以前の俺には、この魔法は使えなかっただろう。だが、『至上悪(イーブルワン)』の力に目覚めた今の俺なら使える。


悪意を魔力に変換できる、今の俺になら……なァ!


俺とノヴァの魔力は弱まることなく解放され続け、世界には蒼銀の風刃と金色の流れ星が降り注ぎ、無数にいた魔獣達を殲滅していく。


"虚世の空間"だからこそ行使できたこの魔法。

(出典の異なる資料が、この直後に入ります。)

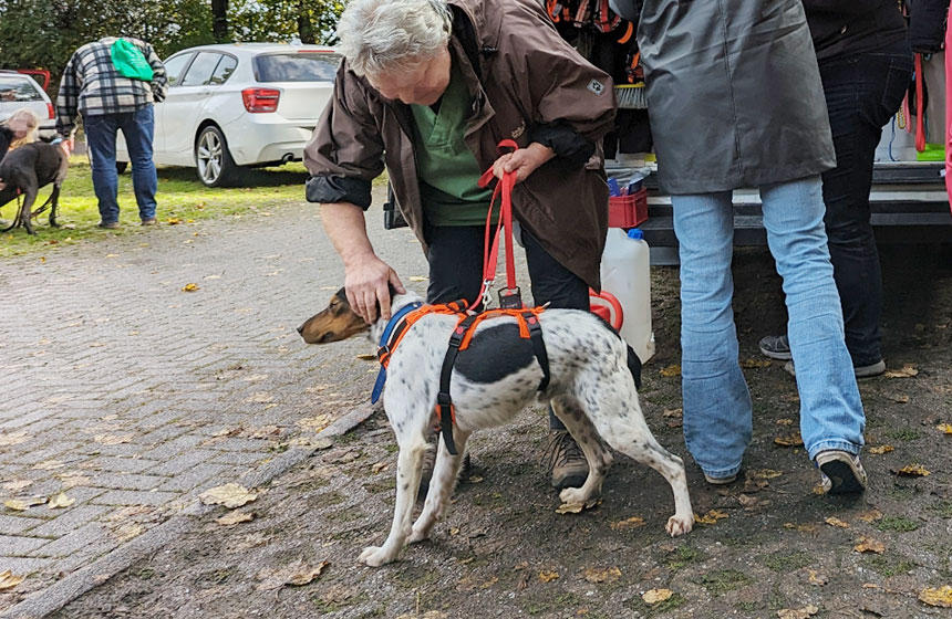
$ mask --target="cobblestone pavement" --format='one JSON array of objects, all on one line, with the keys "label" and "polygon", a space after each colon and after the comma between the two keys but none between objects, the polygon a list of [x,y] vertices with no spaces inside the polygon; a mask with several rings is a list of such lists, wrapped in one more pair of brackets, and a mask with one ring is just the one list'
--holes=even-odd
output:
[{"label": "cobblestone pavement", "polygon": [[0,263],[0,573],[27,575],[0,611],[363,400],[333,359],[370,346],[294,332],[342,283],[314,206],[104,237]]}]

もしルーレシア世界で使えば、世界は目も当てられない有様になる事は間違いない。


何故なら、この魔法は『一大陸』ではなく『世界』へ届く魔法なのだから。


果たして、そんな魔法が放たれて魔獣の大軍は生き残れるだろうか? 答えは単純明快、否だ。

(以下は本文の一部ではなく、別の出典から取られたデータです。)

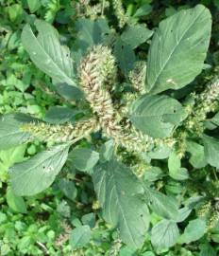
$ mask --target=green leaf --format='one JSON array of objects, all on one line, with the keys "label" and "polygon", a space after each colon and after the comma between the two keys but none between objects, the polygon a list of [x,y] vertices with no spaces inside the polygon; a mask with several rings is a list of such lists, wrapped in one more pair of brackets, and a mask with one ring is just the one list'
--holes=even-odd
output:
[{"label": "green leaf", "polygon": [[201,219],[194,219],[189,222],[178,242],[180,244],[190,244],[200,239],[206,231],[206,223]]},{"label": "green leaf", "polygon": [[20,126],[32,120],[33,119],[24,114],[2,116],[0,119],[0,150],[7,150],[28,141],[31,135],[21,131]]},{"label": "green leaf", "polygon": [[143,24],[137,24],[126,27],[121,35],[121,39],[125,44],[128,45],[132,49],[134,49],[147,41],[152,35],[152,30],[149,30]]},{"label": "green leaf", "polygon": [[[146,195],[148,194],[146,193]],[[172,197],[150,189],[149,200],[151,201],[150,208],[158,215],[170,220],[176,220],[177,218],[178,208]]]},{"label": "green leaf", "polygon": [[199,256],[217,256],[217,252],[211,245],[206,244],[201,246]]},{"label": "green leaf", "polygon": [[80,18],[76,22],[77,31],[76,43],[84,53],[89,47],[103,44],[108,38],[110,30],[106,19],[90,20]]},{"label": "green leaf", "polygon": [[205,157],[204,147],[194,141],[187,141],[186,151],[189,152],[192,155],[190,157],[190,163],[193,167],[199,169],[207,165],[207,160]]},{"label": "green leaf", "polygon": [[219,169],[219,139],[205,135],[203,141],[207,162]]},{"label": "green leaf", "polygon": [[113,54],[116,57],[118,65],[126,76],[128,76],[129,71],[134,67],[136,60],[135,52],[132,47],[118,38],[114,45]]},{"label": "green leaf", "polygon": [[173,247],[179,236],[177,225],[170,220],[162,220],[151,230],[151,243],[160,249]]},{"label": "green leaf", "polygon": [[152,11],[152,7],[151,5],[145,4],[141,6],[136,11],[135,14],[133,15],[134,18],[139,18],[142,16],[146,16]]},{"label": "green leaf", "polygon": [[172,152],[168,159],[169,174],[177,180],[185,180],[189,178],[187,169],[181,168],[181,160],[176,152]]},{"label": "green leaf", "polygon": [[59,181],[59,188],[69,199],[74,200],[76,197],[76,188],[73,181],[62,178]]},{"label": "green leaf", "polygon": [[91,149],[77,148],[71,151],[69,160],[79,171],[92,174],[99,160],[99,154]]},{"label": "green leaf", "polygon": [[34,13],[41,7],[41,1],[39,0],[27,0],[26,2],[31,13]]},{"label": "green leaf", "polygon": [[152,159],[165,159],[171,154],[172,148],[168,145],[160,144],[148,152],[148,156]]},{"label": "green leaf", "polygon": [[36,20],[35,26],[39,31],[37,37],[29,25],[22,32],[22,43],[32,62],[55,83],[66,82],[76,87],[69,48],[60,45],[58,32],[51,25]]},{"label": "green leaf", "polygon": [[143,179],[148,181],[156,181],[163,176],[162,171],[160,167],[151,166],[150,169],[146,169],[143,174]]},{"label": "green leaf", "polygon": [[110,139],[105,142],[100,148],[100,161],[106,162],[110,161],[114,153],[114,141],[113,139]]},{"label": "green leaf", "polygon": [[84,225],[88,225],[91,227],[91,229],[95,227],[95,215],[93,212],[84,214],[81,217],[81,221]]},{"label": "green leaf", "polygon": [[73,229],[70,237],[70,245],[73,249],[85,247],[92,238],[92,231],[88,225],[77,227]]},{"label": "green leaf", "polygon": [[212,119],[210,119],[212,123],[219,126],[219,113],[217,113]]},{"label": "green leaf", "polygon": [[143,96],[134,101],[130,109],[134,126],[153,137],[169,137],[186,116],[177,100],[164,95]]},{"label": "green leaf", "polygon": [[192,209],[189,209],[188,207],[183,207],[178,210],[178,216],[177,218],[177,222],[183,222],[191,213]]},{"label": "green leaf", "polygon": [[78,110],[70,107],[52,106],[45,113],[44,121],[55,124],[74,121],[76,120],[76,114],[78,114]]},{"label": "green leaf", "polygon": [[26,145],[20,145],[15,148],[0,151],[0,159],[4,166],[8,169],[14,163],[24,161]]},{"label": "green leaf", "polygon": [[26,206],[25,200],[21,196],[14,194],[10,188],[7,190],[6,200],[8,207],[14,211],[26,213]]},{"label": "green leaf", "polygon": [[69,101],[78,101],[84,98],[84,94],[80,89],[68,85],[66,82],[55,82],[54,81],[53,85],[55,90]]},{"label": "green leaf", "polygon": [[9,19],[12,23],[19,23],[24,17],[24,9],[21,4],[14,4],[8,7]]},{"label": "green leaf", "polygon": [[211,12],[202,5],[160,22],[148,54],[147,91],[158,94],[190,83],[202,71],[211,29]]},{"label": "green leaf", "polygon": [[68,156],[69,144],[55,146],[9,170],[12,189],[17,195],[33,195],[47,189]]},{"label": "green leaf", "polygon": [[143,246],[149,225],[149,212],[142,196],[143,188],[129,168],[116,160],[97,165],[94,189],[104,219],[118,228],[128,247]]}]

十万を軽く越える程の大軍を成していた魔獣達は、死体はおろか、血も肉すら残さず消え失せていた。


文字通り、"消滅"してしまったのだ。この、"虚世の空間"から。


魔獣の大軍が全滅したのを確認した俺とノヴァは、魔力の解放を収めていく。それに応じて、世界に降り注ぎ、吹き荒れていた蒼銀の風刃と竜巻は、徐々に勢いを無くしていき――消えた。


流星も天に金色の軌跡、その残光のみを残し、消えた。


全ての乱が治に返ると、俺は蒼銀の魔力のオーラに覆われた左手を下ろし、呟いた。


「終わったか……」


「そのようだな」


俺の言葉にノヴァが静かにそう返した時、俺達の上に浮かんでいた蒼銀の魔法陣が、短い間だけ強く光り、蛍火のように儚く散った。


なんとなく、俺は上を見上げてそれを見つめた。


淡く蒼銀に輝く光の粒子が、粉雪のように俺達の上から降り注ぐ。